In 2025, before the Hormuz crisis, electric cars were already 56 percent cheaper to run than gasoline and 30 percent cheaper than diesel – without subsidies. After March 2026, with diesel surging past €2.30 per litre in many markets, the gap became a chasm. A Rivian R1T home‑charging at night pays roughly €0.06–€0.09 per mile. A diesel F‑150 pays €0.18–€0.20 per mile. Over 20,000 km per year, that is over €2,000 in annual fuel savings – and more than €4,000 per year compared to a heavy‑duty diesel.
Add lower maintenance – no oil changes, no fuel filters, no DPF regenerations, no transmission service – and the five‑year total advantage exceeds €15,000. That is not a rounding error. That is a second car, or a comfortable retirement cushion, or insulation from the next price shock.
The Diesel Identitarian does not see this because his mental snapshot froze before the math changed.
The Absurdity Made Plain
We took the six‑month rule to its logical extreme before. Here, the absurdity is tangible.
If you asked the Diesel Identitarian to bet real money on diesel prices versus overnight charging rates for the next three years, he would likely lose. If you asked him to model total cost of ownership for a Rivian versus a diesel Sierra over five years, the numbers would not support his narrative. If you asked him why DHL is buying electric semis while he insists they “don’t work,” he would not have a good answer.

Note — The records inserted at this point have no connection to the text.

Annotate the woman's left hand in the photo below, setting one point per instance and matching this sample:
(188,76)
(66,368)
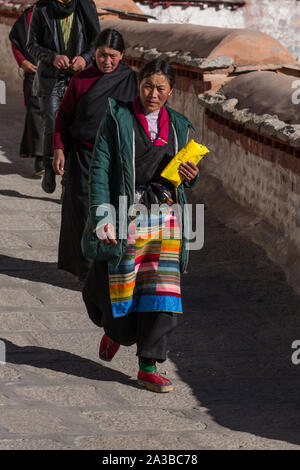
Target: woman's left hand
(78,64)
(189,170)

And if you asked him why he cannot admit that a 1,000‑km tow requires at least two, and preferably four, rest breaks – breaks that align perfectly with EV charging stops – he would change the subject. Because admitting that would collapse the last pillar of his identity narrative.
The world moved. His mental model did not.
The Quiet Way Out
There is no grand conclusion here except this: The Diesel Identitarian is not evil. He is not uniquely stupid. He is running the same cognitive operating system as the rest of us – just applied to a domain where the stakes are high and the lag is costly.
The managerial elite update faster not because they are morally superior, but because their information environment includes data that filters through the front page. They see the tehomaksu before it hits. They model total cost of ownership across fuel, maintenance, and tariffs. They read the logistics deployment reports, not just the towing‑range headlines. And they know that a 1,000‑km tow requires rest stops – so charging is not a penalty, it is a coincidence.
The Diesel Identitarian could do the same. But that would require dismantling the identity narrative – the “people like me” story – that his brain has stabilized around. And identity narratives are the stickiest models of all.
So he will keep driving his diesel. He will keep paying rising fuel prices. He will keep waiting for the grid to fail so his wood stove becomes the rational choice. And when the crisis finally forces an update – when diesel hits €3 per litre, when the tehomaksu bankrupts his monthly budget – he will update in panic, not planning.
The managers will have bought their Rivians and batteries and heat pumps two years earlier. They will be insulated. He will be catching up.
That is not a moral judgment. That is cognitive lag, measured in euros per kilometre – and in rest breaks that were always there, but that he refused to count.